A well-ordered delight, fueled by wonder, is the key to a posture of thanksgiving for hunger well-satisfied.
From Table to Altar
God cares what we eat—not because he’s tallying calories or macros—but because he made food to be beautiful, satisfying, and life-giving, and he wants us to receive it as such. He made our bodies to be needy—requiring daily sustenance—so that we would have a framework for understanding what it means when he says that he alone is the Bread of Life who nourishes us eternally.

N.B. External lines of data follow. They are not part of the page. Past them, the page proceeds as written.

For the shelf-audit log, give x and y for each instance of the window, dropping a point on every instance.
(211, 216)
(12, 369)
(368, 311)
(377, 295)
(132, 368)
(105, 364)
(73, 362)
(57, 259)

G. K. Chesterton said, “Thanks are the highest form of thought, and gratitude is happiness doubled by wonder.” When we receive our daily bread with delight in God’s wholesome provision, we cultivate genuine gratitude—not only for the food itself, but for the God who gives it. At the same time, we are far more likely to avoid abusing food or neglecting it, either guilting ourselves into starvation or overindulging on what does not satisfy.
To eat as a Christian is not merely to be free from Levitical dietary restrictions. It is to be free to faithfully participate in a world charged with the glory of God, to taste and see that the Lord is good, and to be reminded daily by his generous earthly provision that we are by grace nourished spiritually—body and soul—into the image of Christ.